Why isn't running mnist example on gpu isn't faster than cpu?

mark23 · April 19, 2023, 1:11pm

When running axon/examples/vision/mnist example [after updating plugins and setting EXLA backend] the 5 training epochs run in ~30 seconds on two different computers. One computer with cpu only and the other with an nvidia RTX 3060 gpu. nvidia-smi monitor shows 40% gpu use during training. I thought the gpu would be faster? Do I have something configured wrong? Thanks!

WSL2 Ubuntu 22.04
OTP 24 / Elixir 1.14.3
Compute Capability 8.6
cuda111

polvalente · April 19, 2023, 1:25pm

Are you sure CUDA is being used?

You have to make sure that the correct XLA_TARGET is set for your CUDA version

mark23 · April 19, 2023, 6:26pm

Thanks for the quick reply. No, I’m not sure CUDA is being used.

CUDA Driver version: 12.0
CUDA Runtime Version 11.2

I have XLA_TARGET set to cuda111 and EXLA_TARGET set to cuda and added

Nx.Defn.default_options(compiler: EXLA, client: :cuda)
Nx.global_default_backend({EXLA.Backend, client: :cuda})

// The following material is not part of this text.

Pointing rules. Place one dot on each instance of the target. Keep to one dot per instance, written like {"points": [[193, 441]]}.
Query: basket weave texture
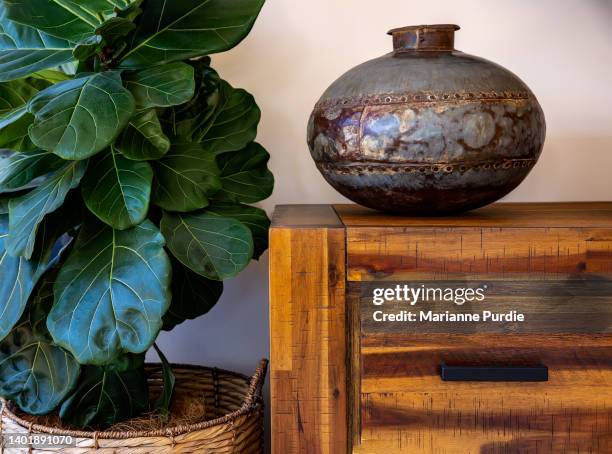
{"points": [[233, 421]]}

This last default_backend line seems to make no difference.

EXLA.Client.get_supported_platforms returns
%{cuda: 1, host: 20, interpreter: 1}

This is the output when running mnist.exs:

[info] could not open file to read NUMA node: /sys/bus/pci/devices/0000:01:00.0/numa_node
Your kernel may have been built without NUMA support.
[info] XLA service 0x7f7c68297ba0 initialized for platform CUDA (this does not guarantee that XLA will be used). Devices:
[info] StreamExecutor device (0): NVIDIA GeForce RTX 3060, Compute Capability 8.6
[info] Using BFC allocator.
[info] XLA backend allocating 10627212902 bytes on device 0 for BFCAllocator.
[info] TensorFloat-32 will be used for the matrix multiplication. This will only be logged once.

Is there something else to check?

NduatiK · April 30, 2023, 3:01pm

You are indeed using CUDA.

My guess is that the cost of transferring the images onto the GPU is higher than the performance benefits of using the GPU.

Put differently, since your MNIST model is simple, the CPU is processing the input at the same speed as it takes to coordinate data transfer and processing on the GPU.

You can try increasing your batch size or try playing with a more complex examples (eg horses_vs_humans or cifar10).